Proposition. Assume $f\colon D\to \Bbb R$ is a function defined in a neighbourhood of $0$ and such that for all $\epsilon>0$ there exist $x,y,z\in(-\epsilon,\epsilon)\cap D$ and $x+y+z=0$ and $f(x)+f(y)+f(z)\ne 0$. Then there exists $(a_i)_{i\in \Bbb N}$ with $a_i\in D$ for all $i$ and $\sum a_i=0$ and $\sum f(a_i)$ diverges.

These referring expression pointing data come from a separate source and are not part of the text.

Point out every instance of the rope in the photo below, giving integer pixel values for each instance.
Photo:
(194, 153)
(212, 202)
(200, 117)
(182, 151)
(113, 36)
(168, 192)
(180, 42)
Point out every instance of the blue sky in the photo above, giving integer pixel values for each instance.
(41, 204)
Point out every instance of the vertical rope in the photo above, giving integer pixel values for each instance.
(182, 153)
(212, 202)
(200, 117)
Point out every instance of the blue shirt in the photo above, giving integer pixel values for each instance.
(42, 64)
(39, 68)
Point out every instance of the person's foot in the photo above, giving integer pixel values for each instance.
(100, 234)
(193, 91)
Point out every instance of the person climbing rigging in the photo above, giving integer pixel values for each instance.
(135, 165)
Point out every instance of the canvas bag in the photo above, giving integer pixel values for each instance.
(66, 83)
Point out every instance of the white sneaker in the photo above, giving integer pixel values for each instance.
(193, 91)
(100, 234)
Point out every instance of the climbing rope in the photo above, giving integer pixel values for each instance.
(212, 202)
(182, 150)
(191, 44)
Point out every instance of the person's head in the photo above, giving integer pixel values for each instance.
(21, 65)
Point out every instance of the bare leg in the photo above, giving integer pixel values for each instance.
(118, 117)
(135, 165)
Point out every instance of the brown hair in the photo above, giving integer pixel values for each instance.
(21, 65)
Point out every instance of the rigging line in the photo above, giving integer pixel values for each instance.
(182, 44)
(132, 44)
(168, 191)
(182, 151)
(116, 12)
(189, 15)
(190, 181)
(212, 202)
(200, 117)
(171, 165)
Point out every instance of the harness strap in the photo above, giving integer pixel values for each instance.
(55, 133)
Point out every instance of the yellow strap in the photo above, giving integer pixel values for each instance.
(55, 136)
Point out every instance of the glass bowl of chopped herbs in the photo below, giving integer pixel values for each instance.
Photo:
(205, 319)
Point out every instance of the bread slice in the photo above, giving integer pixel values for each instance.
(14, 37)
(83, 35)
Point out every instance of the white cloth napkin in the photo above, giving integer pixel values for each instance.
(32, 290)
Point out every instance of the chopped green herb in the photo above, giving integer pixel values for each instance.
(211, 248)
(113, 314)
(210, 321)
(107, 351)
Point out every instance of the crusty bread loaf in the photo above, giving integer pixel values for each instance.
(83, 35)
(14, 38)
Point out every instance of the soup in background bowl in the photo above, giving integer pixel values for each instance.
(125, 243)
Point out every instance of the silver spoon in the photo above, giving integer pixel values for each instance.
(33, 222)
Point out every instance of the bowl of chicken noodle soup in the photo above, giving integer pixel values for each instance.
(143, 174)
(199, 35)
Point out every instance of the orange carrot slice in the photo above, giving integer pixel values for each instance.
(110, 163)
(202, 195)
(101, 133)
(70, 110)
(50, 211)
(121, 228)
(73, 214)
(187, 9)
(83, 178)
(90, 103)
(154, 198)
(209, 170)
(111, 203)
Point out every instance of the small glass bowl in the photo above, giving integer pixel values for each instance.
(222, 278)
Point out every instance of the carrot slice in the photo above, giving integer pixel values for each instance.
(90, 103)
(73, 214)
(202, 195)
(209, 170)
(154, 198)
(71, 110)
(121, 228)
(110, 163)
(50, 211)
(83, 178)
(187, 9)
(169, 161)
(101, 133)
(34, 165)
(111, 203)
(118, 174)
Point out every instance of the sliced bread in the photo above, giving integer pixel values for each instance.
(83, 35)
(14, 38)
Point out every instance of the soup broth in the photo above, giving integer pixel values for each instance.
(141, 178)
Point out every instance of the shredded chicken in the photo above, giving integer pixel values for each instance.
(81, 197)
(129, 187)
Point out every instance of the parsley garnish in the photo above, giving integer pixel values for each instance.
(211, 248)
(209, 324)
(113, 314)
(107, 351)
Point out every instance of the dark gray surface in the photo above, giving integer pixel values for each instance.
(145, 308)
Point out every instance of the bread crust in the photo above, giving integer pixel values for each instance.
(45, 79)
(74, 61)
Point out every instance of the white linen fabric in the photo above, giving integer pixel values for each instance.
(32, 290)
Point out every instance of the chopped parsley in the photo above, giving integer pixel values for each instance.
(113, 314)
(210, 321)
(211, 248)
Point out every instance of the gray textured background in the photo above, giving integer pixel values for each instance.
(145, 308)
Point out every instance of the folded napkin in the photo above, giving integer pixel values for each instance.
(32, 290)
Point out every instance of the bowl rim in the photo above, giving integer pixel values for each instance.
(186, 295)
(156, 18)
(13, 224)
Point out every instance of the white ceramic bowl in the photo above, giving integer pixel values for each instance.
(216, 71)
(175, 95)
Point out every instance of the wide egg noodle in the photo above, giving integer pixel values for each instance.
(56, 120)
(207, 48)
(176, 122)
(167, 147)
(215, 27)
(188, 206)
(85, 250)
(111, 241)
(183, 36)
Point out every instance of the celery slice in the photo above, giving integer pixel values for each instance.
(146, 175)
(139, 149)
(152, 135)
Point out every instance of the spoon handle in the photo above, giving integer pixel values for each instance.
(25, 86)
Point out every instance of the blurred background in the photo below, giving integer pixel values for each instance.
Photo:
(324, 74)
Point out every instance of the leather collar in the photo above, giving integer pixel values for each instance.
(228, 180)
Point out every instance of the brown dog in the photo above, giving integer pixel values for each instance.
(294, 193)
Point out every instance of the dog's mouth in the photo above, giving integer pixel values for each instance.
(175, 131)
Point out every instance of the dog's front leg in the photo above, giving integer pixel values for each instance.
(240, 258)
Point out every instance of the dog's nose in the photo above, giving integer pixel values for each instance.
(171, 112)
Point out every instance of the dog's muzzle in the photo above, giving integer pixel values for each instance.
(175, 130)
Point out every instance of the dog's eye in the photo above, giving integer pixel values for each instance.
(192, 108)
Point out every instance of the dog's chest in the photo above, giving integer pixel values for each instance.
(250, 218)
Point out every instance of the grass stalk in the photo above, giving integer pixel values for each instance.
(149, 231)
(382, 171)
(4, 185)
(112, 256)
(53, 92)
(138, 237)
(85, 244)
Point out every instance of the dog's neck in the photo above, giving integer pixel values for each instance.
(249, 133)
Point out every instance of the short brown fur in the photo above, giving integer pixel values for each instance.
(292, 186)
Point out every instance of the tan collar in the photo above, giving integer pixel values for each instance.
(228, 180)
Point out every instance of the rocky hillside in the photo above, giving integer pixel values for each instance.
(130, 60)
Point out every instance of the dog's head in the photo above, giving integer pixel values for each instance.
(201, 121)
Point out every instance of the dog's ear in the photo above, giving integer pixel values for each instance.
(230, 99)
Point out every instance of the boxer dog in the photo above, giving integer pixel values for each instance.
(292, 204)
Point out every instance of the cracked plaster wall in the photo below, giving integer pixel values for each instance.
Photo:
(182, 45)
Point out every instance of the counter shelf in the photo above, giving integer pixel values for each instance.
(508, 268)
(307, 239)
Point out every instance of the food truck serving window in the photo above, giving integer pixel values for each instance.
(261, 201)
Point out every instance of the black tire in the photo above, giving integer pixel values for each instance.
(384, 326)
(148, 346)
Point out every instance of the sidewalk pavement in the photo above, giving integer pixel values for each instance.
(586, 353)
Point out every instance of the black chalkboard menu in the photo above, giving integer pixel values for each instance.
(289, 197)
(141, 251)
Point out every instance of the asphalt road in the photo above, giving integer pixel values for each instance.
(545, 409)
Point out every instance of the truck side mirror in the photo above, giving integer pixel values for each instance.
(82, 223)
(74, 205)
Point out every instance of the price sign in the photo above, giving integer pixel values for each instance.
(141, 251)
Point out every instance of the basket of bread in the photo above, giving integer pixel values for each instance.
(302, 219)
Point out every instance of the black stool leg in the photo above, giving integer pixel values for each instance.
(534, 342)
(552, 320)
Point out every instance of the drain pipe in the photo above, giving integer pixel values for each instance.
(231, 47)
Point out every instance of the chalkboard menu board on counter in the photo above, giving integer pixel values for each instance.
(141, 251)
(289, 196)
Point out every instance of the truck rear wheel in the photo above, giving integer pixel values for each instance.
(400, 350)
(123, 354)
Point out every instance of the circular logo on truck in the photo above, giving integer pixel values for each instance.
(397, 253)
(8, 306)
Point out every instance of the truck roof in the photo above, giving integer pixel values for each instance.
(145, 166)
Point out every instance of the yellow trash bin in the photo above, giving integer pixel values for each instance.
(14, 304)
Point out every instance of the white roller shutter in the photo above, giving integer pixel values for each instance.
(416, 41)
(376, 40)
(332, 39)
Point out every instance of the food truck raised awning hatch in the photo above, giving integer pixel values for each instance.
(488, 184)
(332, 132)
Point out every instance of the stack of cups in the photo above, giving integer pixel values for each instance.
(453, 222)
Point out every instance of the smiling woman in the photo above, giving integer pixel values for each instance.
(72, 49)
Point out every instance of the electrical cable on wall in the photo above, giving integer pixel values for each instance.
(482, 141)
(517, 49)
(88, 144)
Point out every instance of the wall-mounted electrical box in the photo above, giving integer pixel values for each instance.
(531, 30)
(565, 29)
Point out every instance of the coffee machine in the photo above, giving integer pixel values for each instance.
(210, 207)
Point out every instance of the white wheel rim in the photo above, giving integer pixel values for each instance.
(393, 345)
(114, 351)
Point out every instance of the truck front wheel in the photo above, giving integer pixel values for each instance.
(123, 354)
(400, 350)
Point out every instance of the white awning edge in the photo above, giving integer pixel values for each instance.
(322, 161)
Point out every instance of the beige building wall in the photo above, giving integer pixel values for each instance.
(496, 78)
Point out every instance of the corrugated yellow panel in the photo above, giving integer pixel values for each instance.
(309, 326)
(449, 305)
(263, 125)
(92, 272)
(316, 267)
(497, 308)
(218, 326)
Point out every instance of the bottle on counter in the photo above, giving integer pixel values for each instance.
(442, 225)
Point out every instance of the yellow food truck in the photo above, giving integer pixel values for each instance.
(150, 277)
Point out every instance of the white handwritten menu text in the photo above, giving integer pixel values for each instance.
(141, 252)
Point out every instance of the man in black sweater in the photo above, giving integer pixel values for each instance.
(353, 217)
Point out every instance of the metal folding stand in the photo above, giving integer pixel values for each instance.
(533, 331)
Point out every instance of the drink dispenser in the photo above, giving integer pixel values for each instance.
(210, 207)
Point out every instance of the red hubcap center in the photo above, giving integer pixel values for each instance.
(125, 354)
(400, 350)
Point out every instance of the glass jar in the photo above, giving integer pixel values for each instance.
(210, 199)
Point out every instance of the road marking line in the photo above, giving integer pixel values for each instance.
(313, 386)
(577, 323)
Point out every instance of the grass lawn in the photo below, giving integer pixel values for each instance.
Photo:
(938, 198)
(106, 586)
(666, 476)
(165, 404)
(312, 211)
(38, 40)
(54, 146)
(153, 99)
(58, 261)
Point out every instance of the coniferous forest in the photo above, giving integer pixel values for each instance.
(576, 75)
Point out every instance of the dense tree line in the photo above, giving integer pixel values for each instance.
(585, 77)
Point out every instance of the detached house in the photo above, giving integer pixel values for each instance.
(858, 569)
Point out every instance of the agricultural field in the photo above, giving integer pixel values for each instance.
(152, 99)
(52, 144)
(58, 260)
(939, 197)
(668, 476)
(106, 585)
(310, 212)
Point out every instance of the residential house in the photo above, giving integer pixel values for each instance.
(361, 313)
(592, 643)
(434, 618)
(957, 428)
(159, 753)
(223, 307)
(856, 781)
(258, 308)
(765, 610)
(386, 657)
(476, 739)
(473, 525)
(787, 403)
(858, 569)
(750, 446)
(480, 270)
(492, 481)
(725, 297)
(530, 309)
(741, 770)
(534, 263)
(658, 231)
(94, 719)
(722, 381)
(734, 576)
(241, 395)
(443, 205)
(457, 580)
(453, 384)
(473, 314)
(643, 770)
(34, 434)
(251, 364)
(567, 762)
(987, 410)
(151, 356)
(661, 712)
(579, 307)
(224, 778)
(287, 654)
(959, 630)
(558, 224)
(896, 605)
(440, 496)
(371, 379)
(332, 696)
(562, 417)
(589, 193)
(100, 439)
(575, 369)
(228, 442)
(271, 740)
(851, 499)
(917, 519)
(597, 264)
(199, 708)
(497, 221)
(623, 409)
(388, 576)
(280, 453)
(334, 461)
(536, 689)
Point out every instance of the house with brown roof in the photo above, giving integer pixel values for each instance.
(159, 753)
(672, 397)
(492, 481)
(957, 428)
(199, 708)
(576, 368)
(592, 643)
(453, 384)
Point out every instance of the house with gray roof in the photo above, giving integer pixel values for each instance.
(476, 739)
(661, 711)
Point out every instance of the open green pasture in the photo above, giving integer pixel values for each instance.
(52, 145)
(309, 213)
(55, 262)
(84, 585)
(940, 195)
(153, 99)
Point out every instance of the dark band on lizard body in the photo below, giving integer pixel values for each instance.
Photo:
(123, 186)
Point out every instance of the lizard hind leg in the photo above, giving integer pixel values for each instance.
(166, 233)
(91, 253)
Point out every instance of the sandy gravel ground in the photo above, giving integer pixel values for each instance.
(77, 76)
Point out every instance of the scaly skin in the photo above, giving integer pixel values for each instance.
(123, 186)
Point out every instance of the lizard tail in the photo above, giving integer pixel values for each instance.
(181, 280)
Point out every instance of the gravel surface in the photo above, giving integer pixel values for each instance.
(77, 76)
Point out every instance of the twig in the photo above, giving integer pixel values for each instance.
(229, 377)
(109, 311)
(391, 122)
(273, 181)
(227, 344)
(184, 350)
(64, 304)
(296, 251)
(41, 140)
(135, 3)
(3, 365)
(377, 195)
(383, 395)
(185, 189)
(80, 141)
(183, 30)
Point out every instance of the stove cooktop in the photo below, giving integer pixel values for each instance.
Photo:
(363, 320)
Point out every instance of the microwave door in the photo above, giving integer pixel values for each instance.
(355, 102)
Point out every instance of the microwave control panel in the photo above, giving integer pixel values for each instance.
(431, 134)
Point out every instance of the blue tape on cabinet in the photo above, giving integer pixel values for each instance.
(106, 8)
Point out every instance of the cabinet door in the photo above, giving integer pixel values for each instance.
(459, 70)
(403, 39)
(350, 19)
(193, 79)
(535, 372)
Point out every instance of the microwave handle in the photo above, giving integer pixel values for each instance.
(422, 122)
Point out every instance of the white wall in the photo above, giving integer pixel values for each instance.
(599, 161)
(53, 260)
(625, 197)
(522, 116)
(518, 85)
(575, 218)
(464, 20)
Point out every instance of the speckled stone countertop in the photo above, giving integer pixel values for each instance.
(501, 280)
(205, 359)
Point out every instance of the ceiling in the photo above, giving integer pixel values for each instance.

Proof. For $m\in\Bbb N$ pick $x_m,y_m,z_m\in(-\frac1m,\frac1m)\cap D$ with $x_m+y_m+z_m=0$ and $f(x_m)+f(y_m)+f(z_m)\ne 0$. Wlog. $f(x_m)+f(y_m)+f(z_m)> 0$ for infinitely many $m$. Hence wlog. $f(x_m)+f(y_m)+f(z_m)> 0$ for all $m$. Let $r_m=\lceil\frac1{f(x_m)+f(y_m)+f(z_m)}\rceil$ and $s_m=r_1+\ldots+r_m$. Then for $n\in \Bbb N$, $n=3k-t$, $t\in\{0,1,2\}$ let $$\tag1a_n=\begin{cases}x_m&\text{if }t=0\\y_m&\text{if }t=1\\z_m&\text{if }t=2\end{cases}\quad\text{where $m$ is minimal with $s_m\ge k$}.$$ Then the $n$th partial sum does not exceed $\frac 1m$ in absolute value (with $m$ as defined in $(1)$), hence $\sum a_i$ converges to $0$. On the other hand, $$\sum_{i=3s_m-2}^{3s_{m+1}-3}f(a_i) =r_m\cdot(f(x_m)+f(y_m)+f(z_m))\ge 1$$ so that $\sum_{i=3s_1-2}^{3s_{m+1}-3}f(a_i)\ge m$ and $\sum_{i=1}^{\infty}f(a_i)$ diverges. $_\square$

Remark: For continuous $f$, the condition of the proposition is already given if there is no neighbourhood of $0$ on which $f$ is linear. In particular, the condition holds for $f(x)=\arcsin x$.

Answer 2

If $\;\sum_i a_i$ converges absolutely, $\;\arcsin a_i$ converges absolutely.

Indeed, $a_i$ tends to $0\;$ and $\;a_i\sim \arcsin a_i$. Two series with equivalent terms both converge absolutely or both diverge absolutely.